Apply healthy physical stress to your body.
Put good fuel into your body, and understand what happens to your food when you eat it.
Choose to be in situations that will help you recover physically and mentally.
Learn what works for you so you can choose what works for you.
Learn what doesn’t work for you so you don’t choose what doesn’t work for you.
Challenge yourself constantly.
I have a whitewater kayaking specific course coming up October 22nd to Oct 26th, 2020 available at bennyfcknmarr.com.
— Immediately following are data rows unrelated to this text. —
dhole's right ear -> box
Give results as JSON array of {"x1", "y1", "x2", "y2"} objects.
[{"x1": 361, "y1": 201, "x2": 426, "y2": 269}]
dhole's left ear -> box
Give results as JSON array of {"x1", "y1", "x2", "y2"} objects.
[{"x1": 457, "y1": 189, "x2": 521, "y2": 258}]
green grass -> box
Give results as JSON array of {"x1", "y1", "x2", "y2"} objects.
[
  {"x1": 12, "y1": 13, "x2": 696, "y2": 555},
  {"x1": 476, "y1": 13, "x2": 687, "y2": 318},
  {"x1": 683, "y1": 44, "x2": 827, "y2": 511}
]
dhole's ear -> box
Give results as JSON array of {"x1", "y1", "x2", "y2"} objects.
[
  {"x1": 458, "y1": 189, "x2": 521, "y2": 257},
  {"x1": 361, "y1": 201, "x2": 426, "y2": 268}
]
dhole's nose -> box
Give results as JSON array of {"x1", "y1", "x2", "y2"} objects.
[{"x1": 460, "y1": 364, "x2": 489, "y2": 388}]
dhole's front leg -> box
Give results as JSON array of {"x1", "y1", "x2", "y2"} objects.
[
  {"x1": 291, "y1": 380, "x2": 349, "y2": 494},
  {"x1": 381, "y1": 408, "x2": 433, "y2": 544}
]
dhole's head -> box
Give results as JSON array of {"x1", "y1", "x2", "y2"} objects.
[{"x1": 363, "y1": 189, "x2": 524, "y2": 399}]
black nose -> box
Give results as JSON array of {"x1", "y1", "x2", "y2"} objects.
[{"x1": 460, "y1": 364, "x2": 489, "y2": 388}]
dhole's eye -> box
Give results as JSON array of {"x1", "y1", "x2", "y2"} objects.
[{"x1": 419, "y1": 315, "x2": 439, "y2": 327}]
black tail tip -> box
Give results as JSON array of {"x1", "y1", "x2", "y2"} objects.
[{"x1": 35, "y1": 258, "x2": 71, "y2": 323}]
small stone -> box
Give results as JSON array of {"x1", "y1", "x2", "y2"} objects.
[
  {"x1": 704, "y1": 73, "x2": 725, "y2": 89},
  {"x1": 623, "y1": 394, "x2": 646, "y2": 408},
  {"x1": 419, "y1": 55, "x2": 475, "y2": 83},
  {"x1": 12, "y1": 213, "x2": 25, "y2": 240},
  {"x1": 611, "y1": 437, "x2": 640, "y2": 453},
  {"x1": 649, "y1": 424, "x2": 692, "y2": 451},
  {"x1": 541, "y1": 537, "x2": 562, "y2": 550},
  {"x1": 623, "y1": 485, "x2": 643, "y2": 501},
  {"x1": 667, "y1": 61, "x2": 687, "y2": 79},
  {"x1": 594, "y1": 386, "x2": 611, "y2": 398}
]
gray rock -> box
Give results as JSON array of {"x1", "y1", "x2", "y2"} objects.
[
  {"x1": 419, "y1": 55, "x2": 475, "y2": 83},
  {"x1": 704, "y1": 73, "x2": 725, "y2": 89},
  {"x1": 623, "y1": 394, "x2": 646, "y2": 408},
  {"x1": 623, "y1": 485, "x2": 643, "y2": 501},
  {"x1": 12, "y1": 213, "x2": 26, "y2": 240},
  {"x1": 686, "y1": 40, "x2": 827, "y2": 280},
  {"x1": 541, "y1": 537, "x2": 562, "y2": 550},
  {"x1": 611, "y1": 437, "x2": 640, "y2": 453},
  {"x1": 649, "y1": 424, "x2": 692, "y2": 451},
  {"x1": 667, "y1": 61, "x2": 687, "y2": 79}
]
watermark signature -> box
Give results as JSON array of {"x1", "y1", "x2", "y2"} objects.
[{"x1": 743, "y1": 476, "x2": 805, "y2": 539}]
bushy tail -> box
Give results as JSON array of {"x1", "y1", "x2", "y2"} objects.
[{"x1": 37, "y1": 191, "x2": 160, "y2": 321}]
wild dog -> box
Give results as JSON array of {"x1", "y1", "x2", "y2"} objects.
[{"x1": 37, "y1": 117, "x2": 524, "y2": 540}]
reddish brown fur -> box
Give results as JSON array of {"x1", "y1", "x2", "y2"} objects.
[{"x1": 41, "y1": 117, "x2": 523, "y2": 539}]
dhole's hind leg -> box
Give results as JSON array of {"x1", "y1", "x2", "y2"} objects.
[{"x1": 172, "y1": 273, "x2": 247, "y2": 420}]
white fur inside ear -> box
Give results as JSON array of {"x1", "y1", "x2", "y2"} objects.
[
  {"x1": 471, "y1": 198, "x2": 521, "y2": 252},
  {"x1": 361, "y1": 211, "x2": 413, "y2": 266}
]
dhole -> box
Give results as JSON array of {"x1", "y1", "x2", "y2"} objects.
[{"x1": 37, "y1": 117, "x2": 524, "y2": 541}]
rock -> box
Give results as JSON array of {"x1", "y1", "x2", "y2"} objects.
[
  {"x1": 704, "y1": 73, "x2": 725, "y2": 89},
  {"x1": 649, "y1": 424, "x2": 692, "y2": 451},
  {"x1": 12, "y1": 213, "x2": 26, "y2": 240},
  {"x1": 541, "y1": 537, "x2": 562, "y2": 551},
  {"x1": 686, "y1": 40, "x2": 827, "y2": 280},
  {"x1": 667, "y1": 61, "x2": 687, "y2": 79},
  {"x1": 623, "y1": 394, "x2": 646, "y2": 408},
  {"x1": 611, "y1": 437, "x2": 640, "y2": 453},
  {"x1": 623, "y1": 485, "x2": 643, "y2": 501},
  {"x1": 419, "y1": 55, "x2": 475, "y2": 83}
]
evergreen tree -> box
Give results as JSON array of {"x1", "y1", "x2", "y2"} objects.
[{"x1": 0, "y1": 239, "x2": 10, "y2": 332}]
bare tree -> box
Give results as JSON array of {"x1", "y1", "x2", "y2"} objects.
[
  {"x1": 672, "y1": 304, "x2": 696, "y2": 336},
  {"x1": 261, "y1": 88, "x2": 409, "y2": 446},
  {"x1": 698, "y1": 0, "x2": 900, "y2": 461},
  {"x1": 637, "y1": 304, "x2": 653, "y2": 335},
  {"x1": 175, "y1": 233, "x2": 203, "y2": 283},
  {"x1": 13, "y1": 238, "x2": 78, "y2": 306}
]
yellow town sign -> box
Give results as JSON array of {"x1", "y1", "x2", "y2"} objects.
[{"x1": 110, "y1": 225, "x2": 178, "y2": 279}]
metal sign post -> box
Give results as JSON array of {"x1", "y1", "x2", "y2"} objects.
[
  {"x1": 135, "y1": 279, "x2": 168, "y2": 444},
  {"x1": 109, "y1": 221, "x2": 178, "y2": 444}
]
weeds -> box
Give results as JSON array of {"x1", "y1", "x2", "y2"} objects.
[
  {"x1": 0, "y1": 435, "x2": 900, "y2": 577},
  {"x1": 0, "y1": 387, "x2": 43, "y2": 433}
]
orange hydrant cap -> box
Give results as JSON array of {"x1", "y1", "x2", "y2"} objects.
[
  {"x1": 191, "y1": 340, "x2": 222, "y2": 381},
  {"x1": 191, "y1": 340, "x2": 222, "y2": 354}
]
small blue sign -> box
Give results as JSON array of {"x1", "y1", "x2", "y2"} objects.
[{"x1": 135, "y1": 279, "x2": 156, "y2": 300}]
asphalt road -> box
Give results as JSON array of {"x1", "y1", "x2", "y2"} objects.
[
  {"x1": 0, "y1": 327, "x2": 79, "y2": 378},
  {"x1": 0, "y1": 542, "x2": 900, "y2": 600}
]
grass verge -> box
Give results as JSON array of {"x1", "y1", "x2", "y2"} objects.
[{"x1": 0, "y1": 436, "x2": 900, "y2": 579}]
I am also hosting an online course with the Outdoor Sport Institute from November 1st – 15th. Our goal is to guide and support athletes of all abilities in progressing at their discipline of choice using the same practices I use when I want to progress. You can scale down or ramp up concepts and apply them to you, always.
To wrap this up I was recommended to tie it all together with a mention of why I am interested in doing all this. I am trying to make an income and rather than revert to the manual labour positions I have used to achieve money in the past I want to take a shot at making it happen for myself. The - whatever you want to call it - road, path, journey, adventure to arrive at a goal, outcome, achievement that you are proud of and or stoked on will be the best part, the story the learning experience and so on and etc. Your hard work won’t necessarily be more memorable than your achievements but I think that your hard work is more interesting than what you are using it for.